Update The appengine code I used to create a signed download url

import time
import urllib
from datetime import datetime, timedelta
from google.appengine.api import app_identity
import os
import base64

API_ACCESS_ENDPOINT = 'https://storage.googleapis.com'

# Use the default bucket in the cloud and not the local SDK one from app_identity
default_bucket = '%s.appspot.com' % os.environ['APPLICATION_ID'].split('~', 1)[1]
google_access_id = app_identity.get_service_account_name()


def sign_url(bucket_object, expires_after_seconds=60):
    """ cloudstorage signed url to download cloudstorage object without login
        Docs : https://cloud.google.com/storage/docs/access-control?hl=bg#Signed-URLs
        API : https://cloud.google.com/storage/docs/reference-methods?hl=bg#getobject
    """

    method = 'GET'
    gcs_filename = '/%s/%s' % (default_bucket, bucket_object)
    content_md5, content_type = None, None

    expiration = datetime.utcnow() + timedelta(seconds=expires_after_seconds)
    expiration = int(time.mktime(expiration.timetuple()))

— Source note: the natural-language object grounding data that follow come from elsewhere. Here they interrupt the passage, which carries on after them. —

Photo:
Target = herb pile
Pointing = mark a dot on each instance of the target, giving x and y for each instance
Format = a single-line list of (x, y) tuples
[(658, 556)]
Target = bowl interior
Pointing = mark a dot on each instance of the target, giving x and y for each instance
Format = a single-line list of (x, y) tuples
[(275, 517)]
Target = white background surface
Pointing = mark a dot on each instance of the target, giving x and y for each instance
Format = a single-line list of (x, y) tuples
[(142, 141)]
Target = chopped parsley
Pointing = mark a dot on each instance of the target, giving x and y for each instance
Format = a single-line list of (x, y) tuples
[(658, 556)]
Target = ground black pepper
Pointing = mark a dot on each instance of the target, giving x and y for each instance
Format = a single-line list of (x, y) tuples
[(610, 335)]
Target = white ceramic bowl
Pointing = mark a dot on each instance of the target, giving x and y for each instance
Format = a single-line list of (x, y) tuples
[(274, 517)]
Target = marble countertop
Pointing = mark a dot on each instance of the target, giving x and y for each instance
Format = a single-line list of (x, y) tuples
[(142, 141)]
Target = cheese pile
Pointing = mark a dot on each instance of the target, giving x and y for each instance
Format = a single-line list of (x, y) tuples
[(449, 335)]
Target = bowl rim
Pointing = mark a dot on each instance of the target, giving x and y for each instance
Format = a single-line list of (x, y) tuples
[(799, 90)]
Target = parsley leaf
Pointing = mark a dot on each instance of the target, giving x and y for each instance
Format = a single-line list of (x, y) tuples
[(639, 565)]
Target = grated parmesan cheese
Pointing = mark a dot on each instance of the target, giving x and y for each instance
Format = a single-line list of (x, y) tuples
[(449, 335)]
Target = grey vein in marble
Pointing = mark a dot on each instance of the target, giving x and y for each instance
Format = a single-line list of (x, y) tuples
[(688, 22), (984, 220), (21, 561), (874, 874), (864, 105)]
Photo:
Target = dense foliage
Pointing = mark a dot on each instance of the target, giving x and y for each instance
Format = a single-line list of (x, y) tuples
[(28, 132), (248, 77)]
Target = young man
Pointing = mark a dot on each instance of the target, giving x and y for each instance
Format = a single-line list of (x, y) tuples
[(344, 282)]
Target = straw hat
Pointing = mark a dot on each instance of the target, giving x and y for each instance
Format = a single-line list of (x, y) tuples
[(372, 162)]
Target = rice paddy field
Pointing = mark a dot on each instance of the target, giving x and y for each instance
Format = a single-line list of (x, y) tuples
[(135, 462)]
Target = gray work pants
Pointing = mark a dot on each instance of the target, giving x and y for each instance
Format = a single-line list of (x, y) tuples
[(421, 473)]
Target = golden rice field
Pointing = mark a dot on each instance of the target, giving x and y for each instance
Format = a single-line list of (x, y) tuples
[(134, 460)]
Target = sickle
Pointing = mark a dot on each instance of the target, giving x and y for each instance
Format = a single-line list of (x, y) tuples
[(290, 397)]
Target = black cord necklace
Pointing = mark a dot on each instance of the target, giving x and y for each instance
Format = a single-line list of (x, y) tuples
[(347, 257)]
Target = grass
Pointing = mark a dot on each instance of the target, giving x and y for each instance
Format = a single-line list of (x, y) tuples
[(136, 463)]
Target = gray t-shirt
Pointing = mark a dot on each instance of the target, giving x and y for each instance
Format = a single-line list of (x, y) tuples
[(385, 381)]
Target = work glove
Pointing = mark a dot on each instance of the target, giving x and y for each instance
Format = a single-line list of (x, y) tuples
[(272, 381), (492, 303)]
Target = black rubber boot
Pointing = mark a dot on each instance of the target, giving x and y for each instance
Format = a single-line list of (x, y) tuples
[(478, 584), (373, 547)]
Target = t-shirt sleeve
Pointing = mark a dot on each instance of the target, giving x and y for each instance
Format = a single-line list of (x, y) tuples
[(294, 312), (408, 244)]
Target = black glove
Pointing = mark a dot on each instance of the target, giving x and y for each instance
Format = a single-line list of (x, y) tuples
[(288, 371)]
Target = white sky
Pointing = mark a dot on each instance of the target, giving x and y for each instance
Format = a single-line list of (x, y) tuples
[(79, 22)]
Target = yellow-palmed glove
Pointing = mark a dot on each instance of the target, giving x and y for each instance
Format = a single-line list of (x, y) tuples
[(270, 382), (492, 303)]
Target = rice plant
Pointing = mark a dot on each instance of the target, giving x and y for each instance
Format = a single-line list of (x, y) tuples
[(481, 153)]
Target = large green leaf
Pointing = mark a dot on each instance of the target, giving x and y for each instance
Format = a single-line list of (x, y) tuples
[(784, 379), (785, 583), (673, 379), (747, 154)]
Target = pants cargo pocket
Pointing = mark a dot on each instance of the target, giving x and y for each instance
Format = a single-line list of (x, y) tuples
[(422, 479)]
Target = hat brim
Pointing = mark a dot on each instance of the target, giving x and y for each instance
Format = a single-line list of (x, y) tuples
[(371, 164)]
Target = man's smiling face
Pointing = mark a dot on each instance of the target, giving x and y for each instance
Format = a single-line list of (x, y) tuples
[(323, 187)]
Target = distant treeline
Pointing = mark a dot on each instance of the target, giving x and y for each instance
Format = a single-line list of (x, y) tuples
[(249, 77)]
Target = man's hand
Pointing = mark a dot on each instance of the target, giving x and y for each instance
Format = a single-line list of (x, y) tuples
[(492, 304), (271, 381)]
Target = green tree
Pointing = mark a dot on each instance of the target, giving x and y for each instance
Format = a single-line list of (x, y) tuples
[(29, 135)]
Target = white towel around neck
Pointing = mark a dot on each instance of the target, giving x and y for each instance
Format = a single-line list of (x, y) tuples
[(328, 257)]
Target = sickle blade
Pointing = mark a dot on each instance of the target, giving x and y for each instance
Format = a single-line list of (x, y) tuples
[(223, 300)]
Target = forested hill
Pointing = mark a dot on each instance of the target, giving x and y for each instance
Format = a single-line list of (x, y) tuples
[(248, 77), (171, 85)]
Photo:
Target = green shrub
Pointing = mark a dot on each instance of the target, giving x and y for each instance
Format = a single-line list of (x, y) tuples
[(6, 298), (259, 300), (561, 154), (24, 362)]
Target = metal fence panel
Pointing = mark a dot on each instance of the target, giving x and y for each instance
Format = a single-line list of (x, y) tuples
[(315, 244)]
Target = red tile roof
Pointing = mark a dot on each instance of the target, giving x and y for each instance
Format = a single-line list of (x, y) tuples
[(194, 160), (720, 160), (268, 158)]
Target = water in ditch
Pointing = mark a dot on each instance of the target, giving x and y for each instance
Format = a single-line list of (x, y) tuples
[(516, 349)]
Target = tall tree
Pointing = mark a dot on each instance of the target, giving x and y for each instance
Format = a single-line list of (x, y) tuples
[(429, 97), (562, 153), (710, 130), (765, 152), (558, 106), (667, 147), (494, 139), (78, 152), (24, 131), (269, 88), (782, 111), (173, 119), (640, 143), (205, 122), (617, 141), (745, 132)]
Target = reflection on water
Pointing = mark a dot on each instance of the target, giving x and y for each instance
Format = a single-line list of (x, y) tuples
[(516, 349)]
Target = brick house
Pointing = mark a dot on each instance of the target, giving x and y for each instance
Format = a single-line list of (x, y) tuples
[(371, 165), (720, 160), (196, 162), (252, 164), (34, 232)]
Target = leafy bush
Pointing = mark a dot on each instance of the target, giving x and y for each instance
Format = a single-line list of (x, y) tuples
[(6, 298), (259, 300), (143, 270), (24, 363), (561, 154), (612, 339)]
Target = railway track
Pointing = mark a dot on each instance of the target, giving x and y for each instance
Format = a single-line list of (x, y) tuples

    # Generate the string to sign.
    signature_string = '\n'.join([
        method,
        content_md5 or '',
        content_type or '',
        str(expiration),
        gcs_filename])

    _, signature_bytes = app_identity.sign_blob(signature_string)
    signature = base64.b64encode(signature_bytes)

    # Set the right query parameters.
    query_params = {'GoogleAccessId': google_access_id,
                    'Expires': str(expiration),
                    'Signature': signature}

    # Return the download URL.
    return '{endpoint}{resource}?{querystring}'.format(endpoint=API_ACCESS_ENDPOINT,
                                                       resource=gcs_filename,
                                                       querystring=urllib.urlencode(query_params))

Solution

  • If a small number of users have access to all the files in the bucket, then solution #1 would be sufficient, as managing the ACL would not be too much of a pain.

    However, if you have many different users who each require different access to the different files in the bucket, then solution #1 is impractical.

    I'd avoid solution #2 as well, as you'd be paying for unnecessary incoming/outgoing GAE bandwidth.

    Maybe a third solution to consider, would be to use App Engine handle authentication, and write logic to determine which users have access to which files. Then, when a file is requested for download, you create Signed URLs to download the data direct from GCS. You can set the expiration parameter to a value that works for you, which would invalidate the URL after a set amount of time.